Building from source is conceptually simple—you run make or dpkg-buildpackage—but the practical reality is that you must have every single build dependency installed, at the correct version, with the correct configuration. A missing deb-src line in sources.list is a trivial obstacle, but it can halt an entire infrastructure provisioning workflow. The assistant's error is not a failure of engineering judgment but a failure of environmental awareness: it assumed a standard Debian configuration where one did not exist.
The message also demonstrates a pattern that recurs throughout infrastructure automation: the tension between automation and verification. The assistant chose automation (mk-build-deps -ir) over manual verification (inspecting debian/control and installing packages by hand). Automation is faster and less error-prone when it works, but it creates a single point of failure when the environment doesn't match expectations. A hybrid approach—verify the apt source configuration first, then automate—would have been more robust.
How This Message Connects to the Segment's Narrative
This message is the pivot point in segment 49's narrative arc. The segment begins with the assistant attempting quick fixes (community kernel, binary driver installer, glibc shim) and suffering a catastrophic system bricking. After the user's intervention and explicit directive, the assistant completely changes strategy. Message 8478 is the first step in the new, disciplined approach.
The irony is that this "clean" approach immediately hits a mundane configuration error.
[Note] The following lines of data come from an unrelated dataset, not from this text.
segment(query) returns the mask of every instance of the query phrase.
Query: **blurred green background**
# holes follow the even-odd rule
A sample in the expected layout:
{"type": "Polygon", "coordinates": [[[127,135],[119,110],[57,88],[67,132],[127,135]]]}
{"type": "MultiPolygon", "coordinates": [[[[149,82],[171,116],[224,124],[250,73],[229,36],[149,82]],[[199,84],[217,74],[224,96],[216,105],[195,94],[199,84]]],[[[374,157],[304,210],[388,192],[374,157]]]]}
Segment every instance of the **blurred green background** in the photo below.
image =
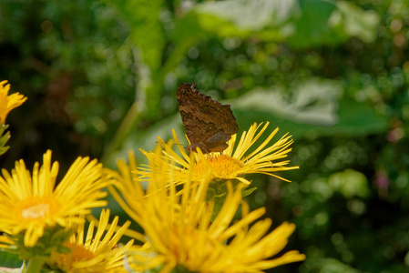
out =
{"type": "Polygon", "coordinates": [[[182,136],[176,89],[196,82],[240,132],[295,140],[293,182],[254,176],[248,198],[307,255],[271,272],[407,272],[408,38],[402,0],[1,0],[0,80],[28,96],[1,166],[50,148],[61,176],[78,156],[115,167],[182,136]]]}

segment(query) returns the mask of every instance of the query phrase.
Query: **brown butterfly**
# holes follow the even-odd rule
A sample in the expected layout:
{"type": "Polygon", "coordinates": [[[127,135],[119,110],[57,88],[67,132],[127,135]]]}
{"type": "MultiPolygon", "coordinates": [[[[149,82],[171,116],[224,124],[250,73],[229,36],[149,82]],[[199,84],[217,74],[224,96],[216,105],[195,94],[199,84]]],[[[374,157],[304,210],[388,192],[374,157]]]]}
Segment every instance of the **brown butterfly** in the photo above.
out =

This is realistic engineering: even when you do everything right, you encounter small obstacles. The story does not end here—the assistant will go on to fix the deb-src issue, successfully build the kernel from source, compile the NVIDIA open driver against it, and achieve a pristine system with all 8 GPUs recognized. But message 8478 captures the moment of transition, the first attempt at the new approach, and the inevitable small stumble that precedes every successful infrastructure deployment.
The message also validates the user's insight. The user said "build locally with correct gcc"—and the assistant is now doing exactly that, using the official Proxmox kernel repository, the native GCC 12.2.0, and standard Debian packaging tools. The deb-src error is a configuration detail, not a fundamental flaw in the approach. It is far easier to fix than a bricked system.
Conclusion
Message 8478 is a study in contrasts: a small command with large context, a simple error with deep roots, a moment of failure that is actually a sign of progress. The assistant has internalized the lesson of the bricked system and is now building from source with native tools. The deb-src error is not a regression to the old ways—it is a standard build system configuration issue that any Debian developer would recognize. The message captures the messy reality of infrastructure engineering: even the right approach encounters obstacles, and the measure of engineering maturity is not the absence of errors but the ability to recognize, diagnose, and fix them without abandoning the principled approach.